A second network meta-analysis, utilising the Bayesian approach, reported on 2118 adult patients with Acinetobacter spp. pneumonia from 23 studies [15]. The meta-analysis included patients with MDR Acinetobacter spp. in general and did not prespecify carbapenem-resistant isolates alone. The overwhelming majority of patients included in the analysis received colistin alone or in combination with carbapenems. Sulbactam alone was superior to colistin monotherapy but not to high-dose sulbactam therapy. The authors attributed these contradictory findings to probable high rates of sulbactam resistance in the included studies. A third meta-analysis including 29 studies with 2529 patients also reported no difference in mortality rates between the various treatments [16].

Sulbactam susceptibility cannot be assumed in many areas with CRAB infections globally. The current CLSI susceptibility cut-off for sulbactam is 4 mg/l, based on ampicillin-sulbactam at maximum approved doses of 3 g (2 g ampicillin and 1 g sulbactam) every 6 h [8]. Among a global collection of 1722 Acinetobacter isolates, only about half were susceptible [3]. Among carbapenem-resistant isolates, the proportion was close to 90%. Even after increasing the dose (3 g every 8 hourly) and infusion time (4 h), PK/PD targets may not be achieved in more than half the patients with sulbactam MICs ≥ 32 mg/l [17, 18]. This will be 88% of our testing isolates. The clinical experience with sulbactam among patients with such high MICs is also limited. Importantly, the susceptibilities for minocycline and tigecycline are also not high in many areas with high CRAB rates.

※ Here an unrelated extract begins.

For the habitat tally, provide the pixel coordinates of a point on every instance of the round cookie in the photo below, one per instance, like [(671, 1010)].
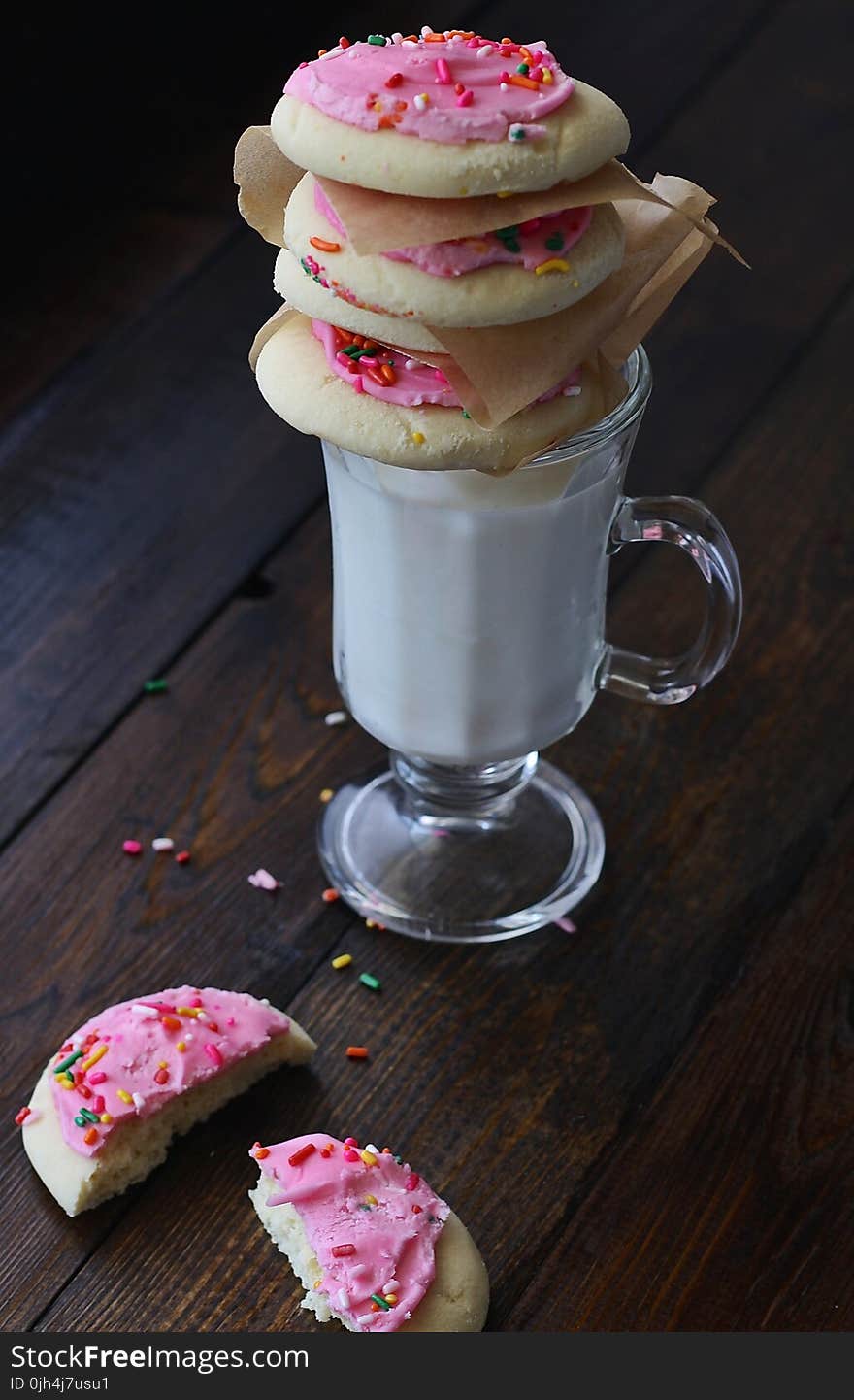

Our study has two potential implications. Within the limitations of the study design, in areas with high rates of partner drug resistance, “Combination therapy in CRAB requires further evaluation in randomized controlled trials, as the available trials show no benefit and the current data for potential benefit is from uncontrolled and often unadjusted observational data.” Also, when evaluating novel agents like sulbactam durlobactam, the standard of care antibiotic needs to be decided based on local resistance patterns. Polymyxins probably should be studied as a standard of care in areas with high sulbactam MICs. Novel approaches like the Personalised RAndomised Controlled Trial (PRACTical) design can accommodate such different standards of care within a single trial [19].

Limitations

Our study has several limitations. Observational design, despite the efforts for matching, may be misleading in evaluating interventions. The sample size in our study is relatively small. The timing and use of specific combination agents were not predetermined, which can lead to bias. Our index date for outcome analysis was the date when the positive sample was collected and not the initiation of therapy.

Conclusions

In summary, we suggest caution in the routine use of combination therapy for serious CRAB infections in areas with high rates of sulbactam, minocycline, and tigecycline resistance.